After Azure Data Factory refines the raw data, you can load the data into whichever analytics engine your business users can access from their business intelligence tools, including:
- Azure Synapse Analytics
- Azure SQL Database
- Azure Cosmos DB
Monitor
After you successfully build and deploy your data-integration pipeline, it's important that you can monitor your scheduled activities and pipelines. Monitoring allows you to track success and failure rates. Azure Data Factory provides support for pipeline monitoring by using one of the following methods:
- Azure Monitor
- API
- PowerShell
- Azure Monitor logs
- Health panels in the Azure portal
Azure Data Factory components
Azure Data Factory is composed of the components described in the following table:
Component | Description |
---|---|
Pipelines | A logical grouping of activities that perform a specific unit of work. These activities together perform a task. The advantage of using a pipeline is that you can more easily manage the activities as a set instead of as individual items. |
Activities | A single processing step in a pipeline. Azure Data Factory supports three types of activity: data movement, data transformation, and control activities. |
Datasets | Represent data structures within your data stores. Datasets point to (or reference) the data that you want to use in your activities as either inputs or outputs. |
Linked services | Define the required connection information needed for Azure Data Factory to connect to external resources, such as a data source.
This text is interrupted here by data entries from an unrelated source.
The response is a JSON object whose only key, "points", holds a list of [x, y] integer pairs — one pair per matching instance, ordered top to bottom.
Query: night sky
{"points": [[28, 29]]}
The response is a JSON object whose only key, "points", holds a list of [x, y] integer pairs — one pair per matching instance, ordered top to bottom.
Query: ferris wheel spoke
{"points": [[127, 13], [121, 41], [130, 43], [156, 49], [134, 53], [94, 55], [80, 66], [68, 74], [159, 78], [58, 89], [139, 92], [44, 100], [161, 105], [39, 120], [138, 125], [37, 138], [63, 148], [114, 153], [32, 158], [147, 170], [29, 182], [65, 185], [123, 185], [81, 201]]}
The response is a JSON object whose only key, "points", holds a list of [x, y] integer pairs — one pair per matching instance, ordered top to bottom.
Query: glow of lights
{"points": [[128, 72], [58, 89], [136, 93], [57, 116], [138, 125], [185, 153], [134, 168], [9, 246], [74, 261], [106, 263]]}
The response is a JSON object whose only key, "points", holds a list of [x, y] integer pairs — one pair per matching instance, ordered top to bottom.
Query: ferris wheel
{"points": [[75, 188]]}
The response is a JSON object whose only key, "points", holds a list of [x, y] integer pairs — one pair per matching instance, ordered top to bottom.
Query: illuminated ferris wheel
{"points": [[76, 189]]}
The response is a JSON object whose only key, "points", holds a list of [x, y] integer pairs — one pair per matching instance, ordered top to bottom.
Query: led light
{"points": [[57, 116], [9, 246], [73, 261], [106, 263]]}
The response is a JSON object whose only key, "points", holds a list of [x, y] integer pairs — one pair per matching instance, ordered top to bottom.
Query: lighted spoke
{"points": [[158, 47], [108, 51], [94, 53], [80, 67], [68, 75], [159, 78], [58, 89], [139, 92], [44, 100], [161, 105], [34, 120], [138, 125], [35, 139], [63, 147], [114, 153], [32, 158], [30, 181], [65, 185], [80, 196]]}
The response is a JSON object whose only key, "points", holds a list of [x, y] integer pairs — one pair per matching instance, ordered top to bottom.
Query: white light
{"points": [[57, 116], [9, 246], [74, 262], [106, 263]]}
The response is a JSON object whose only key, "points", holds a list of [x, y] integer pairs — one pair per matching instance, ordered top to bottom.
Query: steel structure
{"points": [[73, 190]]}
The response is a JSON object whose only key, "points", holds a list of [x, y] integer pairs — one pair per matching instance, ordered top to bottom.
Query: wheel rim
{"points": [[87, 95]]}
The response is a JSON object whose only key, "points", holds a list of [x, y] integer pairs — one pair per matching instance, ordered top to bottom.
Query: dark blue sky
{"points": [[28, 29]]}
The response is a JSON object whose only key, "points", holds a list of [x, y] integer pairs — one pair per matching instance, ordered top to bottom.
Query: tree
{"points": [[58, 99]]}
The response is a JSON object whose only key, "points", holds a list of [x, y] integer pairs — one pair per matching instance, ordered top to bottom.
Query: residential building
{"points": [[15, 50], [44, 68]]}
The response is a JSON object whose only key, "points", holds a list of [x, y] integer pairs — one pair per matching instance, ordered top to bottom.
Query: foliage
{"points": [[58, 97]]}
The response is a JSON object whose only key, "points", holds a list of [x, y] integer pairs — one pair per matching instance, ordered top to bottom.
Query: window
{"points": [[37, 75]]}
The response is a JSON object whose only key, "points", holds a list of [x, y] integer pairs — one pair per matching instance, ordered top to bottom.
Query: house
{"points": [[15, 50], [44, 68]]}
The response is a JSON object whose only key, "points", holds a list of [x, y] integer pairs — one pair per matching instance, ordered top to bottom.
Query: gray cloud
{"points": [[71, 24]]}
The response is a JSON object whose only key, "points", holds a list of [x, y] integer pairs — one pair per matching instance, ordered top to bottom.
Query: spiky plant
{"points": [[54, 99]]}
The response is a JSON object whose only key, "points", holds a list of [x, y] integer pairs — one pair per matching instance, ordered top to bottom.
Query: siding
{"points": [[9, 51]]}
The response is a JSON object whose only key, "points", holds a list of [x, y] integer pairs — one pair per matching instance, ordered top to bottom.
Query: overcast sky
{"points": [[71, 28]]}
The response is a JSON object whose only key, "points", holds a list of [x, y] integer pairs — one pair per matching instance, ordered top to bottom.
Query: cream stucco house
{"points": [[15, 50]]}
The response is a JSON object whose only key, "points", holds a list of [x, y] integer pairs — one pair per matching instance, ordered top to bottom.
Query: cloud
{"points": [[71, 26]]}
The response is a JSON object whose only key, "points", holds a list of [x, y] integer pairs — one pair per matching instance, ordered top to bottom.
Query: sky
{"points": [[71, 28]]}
Azure Data Factory uses linked services for two purposes: to represent a data store or a compute resource. |
Data flows | Enable your data engineers to develop data transformation logic without needing to write code. Data flows are run as activities within Azure Data Factory pipelines that use scaled-out Apache Spark clusters. |
Integration runtimes | Azure Data Factory uses the compute infrastructure to provide the following data integration capabilities across different network environments: data flow, data movement, activity dispatch, and SQL Server Integration Services (SSIS) package execution. In Azure Data Factory, an integration runtime provides the bridge between the activity and linked services. |
As indicated in the following graphic, these components work together to provide a complete end-to-end platform for data engineers. By using Data Factory, you can:
- Set triggers on-demand and schedule data processing based on your needs.
- Associate a pipeline with a trigger, or manually start it as and when needed.
- Connect to linked services (such as on-premises apps and data) or Azure services via integration runtimes.
- Monitor all of your pipeline runs natively in the Azure Data Factory user experience or by using Azure Monitor.